L’assessore regionale alle Attività produttive e al Lavoro, Tiziana Magnacca, ha ricordato che si tratta della settima vittima in tre distinti incidenti nello stabilimento di contrada Termine, definendo la giornata difficile per il mondo del lavoro abruzzese. Il presidente della Provincia di Chieti e sindaco di Vasto, Francesco Menna, ha annullato la cerimonia di inaugurazione del primo tratto della strada provinciale 236, comunque aperta al traffico, e ha richiamato la necessità di accertare le cause dell’esplosione.

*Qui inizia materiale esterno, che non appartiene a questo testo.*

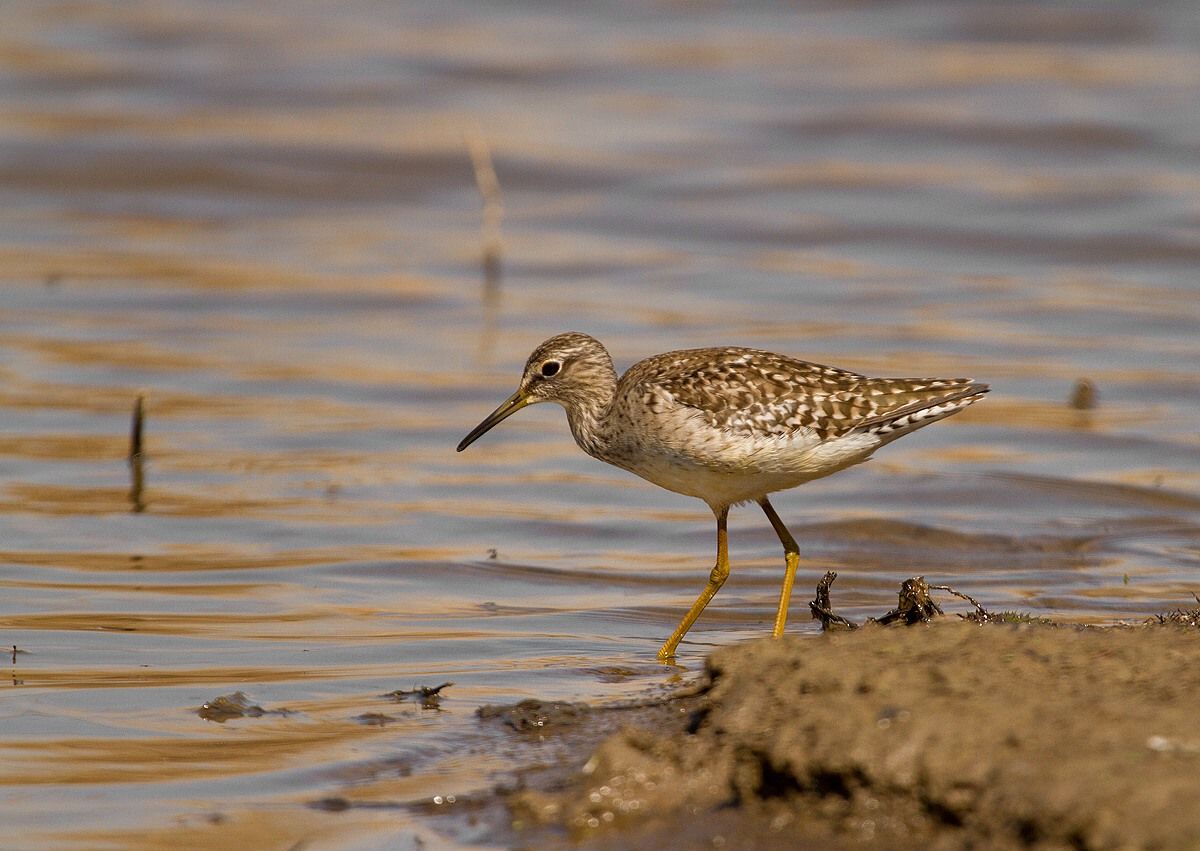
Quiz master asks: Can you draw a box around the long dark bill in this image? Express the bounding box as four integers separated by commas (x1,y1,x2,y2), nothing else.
457,390,533,453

Sul tema della sicurezza sono intervenuti anche Tino Magni e Susanna Camusso, presidente e vicepresidente della Commissione parlamentare d’indagine sulle condizioni di lavoro, che hanno chiesto al governo più controlli, prevenzione e politiche mirate per i comparti a maggiore rischio, come quello degli esplosivi e delle munizioni.
Maurizio Acerbo, segretario nazionale del Partito della Rifondazione Comunista-Sinistra Europea, ha chiesto alla Regione Abruzzo di non rilasciare nuove autorizzazioni per il sito e ai poteri pubblici di attivarsi per la chiusura dello stabilimento, prevedendo alternative occupazionali per i lavoratori.